Robert McMahon: Yes. I would say that our view of leveraged earnings growth continues into ’24. And so while we do have some things coming back to us, some of the actions that we’ve taken will continue to move into a full year for 2024. And quite honestly, that’s kind of what we expect our job to be is to be able to drive that leveraged earnings growth.
Jack Meehan: Thank you, guys.
Mike McMullen: Welcome.
Operator: Thank you. We go next now to Vijay Kumar at Evercore ISI.
Vijay Kumar: Hi, guys. Thanks for taking my question. Good job on the margin execution here, Mike. Mike, maybe I missed some of the comments here. Can you talk about the phasing in the quarter here in China? I think I heard when you start off down mid-singles and was July off like minus 25%, minus 30%, is that the exit rate?
Mike McMullen: Yes. We take a change within the quarter.
Robert McMahon: Yes, Vijay, this is Bob. Your math is in the ballpark. Yes. So we were down mid-single digits through June. So May and June kind of tracking as we expected, and then we saw incremental weakness in July, and we ended up for the full quarter down 17%. And what we’re assuming going into Q4 is that, that performance will continue into Q4. And given the tough comp that we have because I think we grew 44% in Q4 of last year, we’re estimating roughly a 35-ish percent drop in Q4 in China.
Vijay Kumar: Sorry. That’s helpful, Bob. And just — sorry, where I was going with that question was, can you talk about capital versus recurring? And I think when I look at your Americas in Europe, America is just flattish. Do you see a similar sort of phasing in ex-China, maybe talk about exit rates in July?
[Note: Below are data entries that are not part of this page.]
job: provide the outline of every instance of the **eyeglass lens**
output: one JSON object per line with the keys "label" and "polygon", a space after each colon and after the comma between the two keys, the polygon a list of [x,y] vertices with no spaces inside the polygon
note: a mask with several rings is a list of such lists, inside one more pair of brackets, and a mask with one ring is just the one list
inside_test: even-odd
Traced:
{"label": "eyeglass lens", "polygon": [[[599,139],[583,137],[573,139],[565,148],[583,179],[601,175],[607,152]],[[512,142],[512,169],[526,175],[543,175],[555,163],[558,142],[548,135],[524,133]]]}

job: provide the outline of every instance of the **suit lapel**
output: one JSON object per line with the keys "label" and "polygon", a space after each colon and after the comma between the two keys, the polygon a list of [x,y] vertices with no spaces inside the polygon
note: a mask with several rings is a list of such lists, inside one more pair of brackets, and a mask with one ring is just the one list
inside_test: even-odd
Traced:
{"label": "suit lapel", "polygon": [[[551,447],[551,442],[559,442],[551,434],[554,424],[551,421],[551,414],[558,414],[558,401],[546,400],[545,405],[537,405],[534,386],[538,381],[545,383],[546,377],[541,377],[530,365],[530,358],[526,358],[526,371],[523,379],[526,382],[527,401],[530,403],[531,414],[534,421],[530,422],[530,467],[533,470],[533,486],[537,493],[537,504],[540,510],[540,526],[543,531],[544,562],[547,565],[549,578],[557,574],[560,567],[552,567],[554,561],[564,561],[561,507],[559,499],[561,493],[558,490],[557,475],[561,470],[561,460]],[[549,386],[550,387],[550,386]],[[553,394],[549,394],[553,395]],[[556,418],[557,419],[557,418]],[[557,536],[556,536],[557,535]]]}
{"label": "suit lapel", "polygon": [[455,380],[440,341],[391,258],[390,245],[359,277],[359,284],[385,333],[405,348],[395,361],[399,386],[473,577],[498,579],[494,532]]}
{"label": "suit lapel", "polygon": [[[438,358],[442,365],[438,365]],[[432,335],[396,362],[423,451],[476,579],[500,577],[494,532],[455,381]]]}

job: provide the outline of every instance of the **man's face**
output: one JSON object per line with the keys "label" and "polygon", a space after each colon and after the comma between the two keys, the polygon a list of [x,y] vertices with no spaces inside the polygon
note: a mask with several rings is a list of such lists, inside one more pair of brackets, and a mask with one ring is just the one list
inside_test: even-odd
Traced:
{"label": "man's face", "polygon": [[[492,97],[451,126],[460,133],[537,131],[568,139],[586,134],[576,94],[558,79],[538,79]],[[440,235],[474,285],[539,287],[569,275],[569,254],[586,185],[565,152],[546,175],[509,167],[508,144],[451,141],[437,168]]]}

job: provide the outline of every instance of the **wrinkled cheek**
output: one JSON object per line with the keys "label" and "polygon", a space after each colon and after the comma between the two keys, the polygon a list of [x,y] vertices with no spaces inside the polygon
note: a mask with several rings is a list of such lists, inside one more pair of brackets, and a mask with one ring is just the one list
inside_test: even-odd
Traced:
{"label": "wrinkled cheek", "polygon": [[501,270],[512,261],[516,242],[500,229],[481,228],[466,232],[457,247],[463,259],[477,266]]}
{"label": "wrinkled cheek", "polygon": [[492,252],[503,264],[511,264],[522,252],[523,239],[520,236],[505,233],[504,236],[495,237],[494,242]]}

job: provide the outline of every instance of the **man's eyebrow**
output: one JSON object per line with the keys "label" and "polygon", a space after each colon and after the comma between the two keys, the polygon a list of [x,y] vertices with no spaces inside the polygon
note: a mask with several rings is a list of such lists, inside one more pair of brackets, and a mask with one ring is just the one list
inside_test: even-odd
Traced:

Robert McMahon: So actually, if you think about the ACG business, actually ACG grew in all regions and all end markets, inclusive of China. So there wasn’t a change there. And I would say both in the Americas and Europe, we didn’t see that same effect.
Mike McMullen: Yes. And overall, outside of China, the geographic performance was better than expected.
Robert McMahon: Correct.
Mike McMullen: We saw no trends like the China trend in our other geographies.
Vijay Kumar: That’s helpful, Mike. And Mike, maybe one that you mentioned a couple of times on transitory. I think that’s a new firm that you’re using — what have you heard –
Mike McMullen: I think I move away from prudent to transitory.
Vijay Kumar: Yes. What have you guys heard on the ground on China stimulus, maybe some positive commentary, but nothing is concrete and why use the word transitory is the implication here fiscal ’24 should be a more normalized year when we look at the comps?
Robert McMahon: Yes. So, a couple of thoughts here, I think relative to the China business, we’re hearing similar things, but nothing really significant and there’s not enough to go onto assume we have kind of material impact on our outlook for the rest of the year. When we talk about transitory, we talked about the fact that these markets are driven by investments to improve the human condition as I mentioned. They’re not going to go away. And neither while we’re not going to get into the specifics of an actual number, we actually see a path to growth next year for full year for Agilent. And of course, we have the tough compare the first half of next year, we did coming off a double-digit print for first half this year, but as we looked at our business keep in mind, we’re – what’s behind my thought process here which is – we’re instrument company, yes, we have big instrument business around 60%, we have a 40% of those in recurring revenue business.